W październiku Wojciech Szczęsny przerwał swoją piłkarską "emeryturę" i podpisał kontrakt z FC Barceloną Od tego momentu dostawał pensję, cierpliwie trenował, ale i "grzał ławę", bo na murawie nie pojawił się ani na sekundę. Zamiast niego w bramce Barcy stał Hiszpan Iñaki Peña, co rozczarowało polskich fanów.
To zmieniło się w końcu na początku 2025 roku. 4 stycznia Szczęsny w końcu doczekał się debiutu w FC Barcelonie podczas meczu w 1/16 finału o Puchar Króla z klubem Barbastro. Mimo iż Katalończycy rozgromili rywali 4:0 (aż dwie bramki strzelił Robert Lewandowski), to nie wszyscy fani Szczęsnego cieszyli się z jego inicjacji w barcelońskich barwach.

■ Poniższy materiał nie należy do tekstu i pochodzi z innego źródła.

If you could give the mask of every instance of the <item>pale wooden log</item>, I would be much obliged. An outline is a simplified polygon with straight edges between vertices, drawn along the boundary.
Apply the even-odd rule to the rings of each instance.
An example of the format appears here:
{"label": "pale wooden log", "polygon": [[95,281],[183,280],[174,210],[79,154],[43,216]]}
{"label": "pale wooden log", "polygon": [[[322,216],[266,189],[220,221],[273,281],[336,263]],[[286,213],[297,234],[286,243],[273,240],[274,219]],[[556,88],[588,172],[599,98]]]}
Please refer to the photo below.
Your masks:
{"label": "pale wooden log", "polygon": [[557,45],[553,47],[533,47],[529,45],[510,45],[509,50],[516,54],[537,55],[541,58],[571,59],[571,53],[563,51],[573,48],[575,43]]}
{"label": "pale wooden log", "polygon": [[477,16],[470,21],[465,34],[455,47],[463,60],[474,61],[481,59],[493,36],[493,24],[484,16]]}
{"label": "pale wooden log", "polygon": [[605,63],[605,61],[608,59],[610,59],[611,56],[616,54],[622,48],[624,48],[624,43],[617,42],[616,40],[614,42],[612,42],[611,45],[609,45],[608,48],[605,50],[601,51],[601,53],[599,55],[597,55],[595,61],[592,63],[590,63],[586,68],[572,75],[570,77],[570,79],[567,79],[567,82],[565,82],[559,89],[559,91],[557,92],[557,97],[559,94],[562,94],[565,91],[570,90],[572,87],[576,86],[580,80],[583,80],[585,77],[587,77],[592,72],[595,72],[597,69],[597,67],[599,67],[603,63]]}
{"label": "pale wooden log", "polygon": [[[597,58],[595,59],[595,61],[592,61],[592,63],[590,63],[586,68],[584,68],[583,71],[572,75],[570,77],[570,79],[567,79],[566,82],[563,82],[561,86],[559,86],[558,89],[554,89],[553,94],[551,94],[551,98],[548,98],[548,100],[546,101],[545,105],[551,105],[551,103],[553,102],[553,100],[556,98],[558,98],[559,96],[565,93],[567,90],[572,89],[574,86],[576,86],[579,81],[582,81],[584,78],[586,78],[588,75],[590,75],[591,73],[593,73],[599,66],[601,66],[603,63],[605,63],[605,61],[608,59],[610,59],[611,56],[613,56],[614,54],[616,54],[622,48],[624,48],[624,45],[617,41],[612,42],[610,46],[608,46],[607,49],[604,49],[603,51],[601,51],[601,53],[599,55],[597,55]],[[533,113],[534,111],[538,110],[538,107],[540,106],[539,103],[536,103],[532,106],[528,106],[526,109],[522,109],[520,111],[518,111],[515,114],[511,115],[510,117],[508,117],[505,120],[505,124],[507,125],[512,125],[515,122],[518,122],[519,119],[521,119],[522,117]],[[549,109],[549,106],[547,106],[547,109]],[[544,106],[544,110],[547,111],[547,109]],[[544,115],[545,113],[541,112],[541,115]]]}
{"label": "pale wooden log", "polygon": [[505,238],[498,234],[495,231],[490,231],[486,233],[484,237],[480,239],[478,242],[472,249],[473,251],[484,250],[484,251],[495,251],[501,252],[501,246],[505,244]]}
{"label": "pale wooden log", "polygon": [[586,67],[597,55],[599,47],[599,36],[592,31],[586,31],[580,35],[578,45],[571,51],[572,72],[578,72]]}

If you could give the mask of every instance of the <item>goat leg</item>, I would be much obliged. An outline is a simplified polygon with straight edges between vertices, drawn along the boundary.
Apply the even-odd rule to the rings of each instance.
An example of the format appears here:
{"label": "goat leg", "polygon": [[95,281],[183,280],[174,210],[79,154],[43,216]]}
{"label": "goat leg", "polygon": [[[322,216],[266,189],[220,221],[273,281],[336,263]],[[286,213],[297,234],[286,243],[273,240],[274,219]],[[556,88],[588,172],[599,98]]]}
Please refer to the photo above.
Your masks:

Jak zauważyła Klaudia Zawistowska w naTemat, Barbastro nie było raczej wymagającym rywalem i gra w tej chwili na czwartym poziomie rozgrywek w Hiszpanii, czyli na poziomie polskiej III ligi.

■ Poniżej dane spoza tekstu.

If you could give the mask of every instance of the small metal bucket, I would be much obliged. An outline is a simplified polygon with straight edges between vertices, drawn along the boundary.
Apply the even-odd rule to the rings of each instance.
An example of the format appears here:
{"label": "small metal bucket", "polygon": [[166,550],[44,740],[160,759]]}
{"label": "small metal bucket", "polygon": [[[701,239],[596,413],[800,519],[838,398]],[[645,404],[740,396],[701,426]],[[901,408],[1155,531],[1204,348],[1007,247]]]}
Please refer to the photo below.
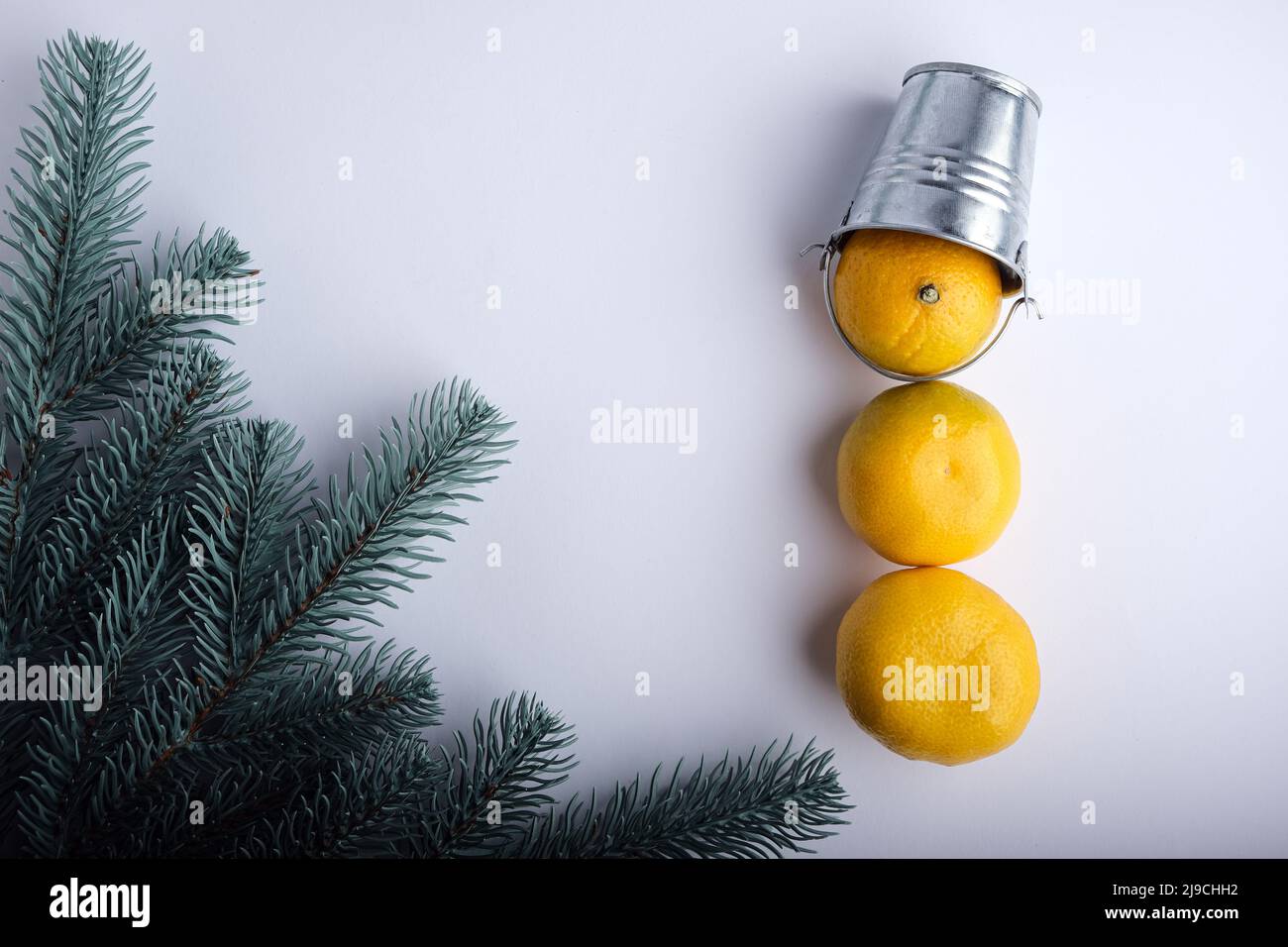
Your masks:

"Pocieszeniem może być to, iż trybuny były wypełnione do ostatniego miejsca. Mecz śledziło całe… 5 tys. widzów, bo tyle mieści się na terenie niewielkiego obiektu. Wiele do życzenia pozostawiała także murawa. Gospodarze nie bawili się w malowanie trawy, bo w wielu miejscach po prostu nie było czego farbować" – pisała nasza dziennikarka.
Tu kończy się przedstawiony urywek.